By: Mark Glennon*
What do Illinois’ top politicians know now that they haven’t always known that would cause them to throw House Speaker Michael Madigan under the bus?
You’d think they’d have at least have tried to spin up some pretext. Maybe wait a couple weeks then lay out the facts pertinent to Madigan surrounding the pending federal criminal cases and ethical issues reported over the last couple years. At least make it sound like this is about more than political expediency at its most venal.
Nah. In Illinois, there’s no cost in being shameless.
Madigan has been the Speaker of the Illinois House and exerted unparalleled influence over the state nearly continuously since 1983, earning a reputation as among the shrewdest and most successful politicians in the past century.
That’s in a diabolical sense, of course. No informed Illinoisan doubts that the source of his influence is unmitigated graft, both legal and illegal. Everything is pay to play. Everything.
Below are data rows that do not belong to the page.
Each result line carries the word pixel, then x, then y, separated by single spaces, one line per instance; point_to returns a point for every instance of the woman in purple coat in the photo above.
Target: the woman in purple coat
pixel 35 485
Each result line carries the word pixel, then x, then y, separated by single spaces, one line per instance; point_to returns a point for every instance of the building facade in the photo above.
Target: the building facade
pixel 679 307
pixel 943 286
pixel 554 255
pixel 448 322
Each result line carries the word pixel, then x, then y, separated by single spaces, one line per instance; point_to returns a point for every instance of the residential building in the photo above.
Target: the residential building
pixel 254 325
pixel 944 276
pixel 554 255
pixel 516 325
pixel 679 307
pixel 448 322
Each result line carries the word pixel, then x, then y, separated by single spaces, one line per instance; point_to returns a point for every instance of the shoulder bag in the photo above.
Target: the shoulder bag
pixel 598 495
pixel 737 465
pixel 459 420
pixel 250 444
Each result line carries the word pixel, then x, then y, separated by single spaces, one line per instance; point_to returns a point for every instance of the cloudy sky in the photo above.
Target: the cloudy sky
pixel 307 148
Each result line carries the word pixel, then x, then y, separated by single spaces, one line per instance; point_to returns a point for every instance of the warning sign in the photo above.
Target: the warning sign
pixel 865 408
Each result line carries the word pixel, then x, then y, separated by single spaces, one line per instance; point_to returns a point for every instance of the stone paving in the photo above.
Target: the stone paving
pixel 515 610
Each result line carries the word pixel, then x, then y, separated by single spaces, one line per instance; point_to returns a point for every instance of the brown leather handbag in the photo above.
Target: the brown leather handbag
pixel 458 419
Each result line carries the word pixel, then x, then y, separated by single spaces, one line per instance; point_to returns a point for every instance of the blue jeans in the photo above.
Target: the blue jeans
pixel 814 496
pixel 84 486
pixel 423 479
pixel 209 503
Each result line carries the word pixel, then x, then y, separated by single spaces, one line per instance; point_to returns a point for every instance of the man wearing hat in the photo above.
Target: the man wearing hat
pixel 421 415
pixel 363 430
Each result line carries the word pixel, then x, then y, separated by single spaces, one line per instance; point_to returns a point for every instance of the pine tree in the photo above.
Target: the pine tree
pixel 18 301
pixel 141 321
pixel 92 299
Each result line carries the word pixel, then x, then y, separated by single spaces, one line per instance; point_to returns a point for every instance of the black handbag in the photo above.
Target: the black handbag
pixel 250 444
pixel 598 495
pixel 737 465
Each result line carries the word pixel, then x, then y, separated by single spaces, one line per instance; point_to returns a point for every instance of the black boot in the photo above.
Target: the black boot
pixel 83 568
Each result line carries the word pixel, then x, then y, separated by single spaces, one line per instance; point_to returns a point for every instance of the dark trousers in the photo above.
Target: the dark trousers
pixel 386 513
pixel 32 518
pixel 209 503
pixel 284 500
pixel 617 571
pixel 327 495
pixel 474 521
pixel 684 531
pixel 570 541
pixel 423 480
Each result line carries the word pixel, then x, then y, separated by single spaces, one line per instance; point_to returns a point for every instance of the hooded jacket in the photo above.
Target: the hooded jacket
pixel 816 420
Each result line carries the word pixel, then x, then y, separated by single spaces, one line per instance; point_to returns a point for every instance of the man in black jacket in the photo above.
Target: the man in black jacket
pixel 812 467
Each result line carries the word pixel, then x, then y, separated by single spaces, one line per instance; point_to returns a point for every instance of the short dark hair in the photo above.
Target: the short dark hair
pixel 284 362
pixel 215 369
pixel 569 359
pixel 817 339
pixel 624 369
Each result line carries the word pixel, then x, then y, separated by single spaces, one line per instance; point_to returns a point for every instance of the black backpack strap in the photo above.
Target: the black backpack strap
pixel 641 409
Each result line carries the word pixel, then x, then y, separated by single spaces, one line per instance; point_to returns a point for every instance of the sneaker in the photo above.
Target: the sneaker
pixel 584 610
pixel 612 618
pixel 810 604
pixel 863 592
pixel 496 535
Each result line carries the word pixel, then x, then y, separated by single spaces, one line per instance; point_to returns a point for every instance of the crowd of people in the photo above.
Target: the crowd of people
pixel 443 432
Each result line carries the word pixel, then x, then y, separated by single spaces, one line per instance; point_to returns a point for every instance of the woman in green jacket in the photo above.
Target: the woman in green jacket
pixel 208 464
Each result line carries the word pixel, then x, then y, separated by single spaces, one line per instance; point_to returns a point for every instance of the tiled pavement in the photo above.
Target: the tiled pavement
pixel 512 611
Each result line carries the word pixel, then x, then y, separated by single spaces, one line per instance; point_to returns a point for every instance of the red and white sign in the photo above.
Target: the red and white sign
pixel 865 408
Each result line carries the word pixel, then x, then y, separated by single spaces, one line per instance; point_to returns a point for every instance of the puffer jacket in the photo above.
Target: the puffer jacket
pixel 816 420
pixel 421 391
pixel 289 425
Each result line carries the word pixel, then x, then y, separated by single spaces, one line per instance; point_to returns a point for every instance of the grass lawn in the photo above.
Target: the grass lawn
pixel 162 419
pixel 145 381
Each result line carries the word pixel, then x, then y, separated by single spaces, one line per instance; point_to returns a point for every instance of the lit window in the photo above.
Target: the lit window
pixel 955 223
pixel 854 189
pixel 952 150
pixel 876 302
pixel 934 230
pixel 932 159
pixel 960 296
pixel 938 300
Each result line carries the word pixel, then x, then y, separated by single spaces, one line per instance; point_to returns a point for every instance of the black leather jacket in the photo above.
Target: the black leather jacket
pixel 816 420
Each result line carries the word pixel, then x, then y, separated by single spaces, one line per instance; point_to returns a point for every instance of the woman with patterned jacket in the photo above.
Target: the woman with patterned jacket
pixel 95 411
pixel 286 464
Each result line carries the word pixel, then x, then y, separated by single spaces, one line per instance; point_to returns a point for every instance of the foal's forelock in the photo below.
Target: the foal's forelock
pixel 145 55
Yet no major Democratic Illinois officeholder has ever dared criticize him for the simple reason that he brought in extraordinary amounts of money and helped elect Democrats to office with astonishing success.
Never mind how he did it.
Because of lousy election results on Tuesday. Governor JB Pritzker’s keystone proposal – a progressive tax increase – went down in flames with bipartisan opposition and Democrats in general fared worse than expected. Illinois Supreme Court Justice Tom Kilbride, a Madigan buddy, lost his bid for retention to the bench.
U.S. Senator Dick Durban went first. “Candidates who had little or no connection with him whatsoever were being tarred as Madigan allies who are behind corruption and so forth and so on,” said Durbin.
Governor JB Pritzker then said Madigan should step down as head of the Illinois Democratic Party. “Opponents [of the Fair Tax] were able to tap into voters’ concerns about corruption and their lack of trust in government,” said Pritzker. “The Republicans and the billionaires that sided with them were effectively able to use the speaker as their foil, and that hurt our ability, our state’s ability, to get things done.”
U.S. Senator Tammy Duckworth one-upped him, calling for him to resign his House position as well.
And former Chicago Mayor Rahm Emanuel said Madigan will have to “evaluate” his role as head of the Illinois Democratic Party.
They’ve had enough of Madigan’s corruption, in other words. Right?
No. All that’s new is that they’ve seen that voters have had enough. It’s their own elections that matter, not the state.
Credit the politicians, at least, for not hiding their motives and true character. That’s what “shameless” means.
*Mark Glennon is founder of Wirepoints.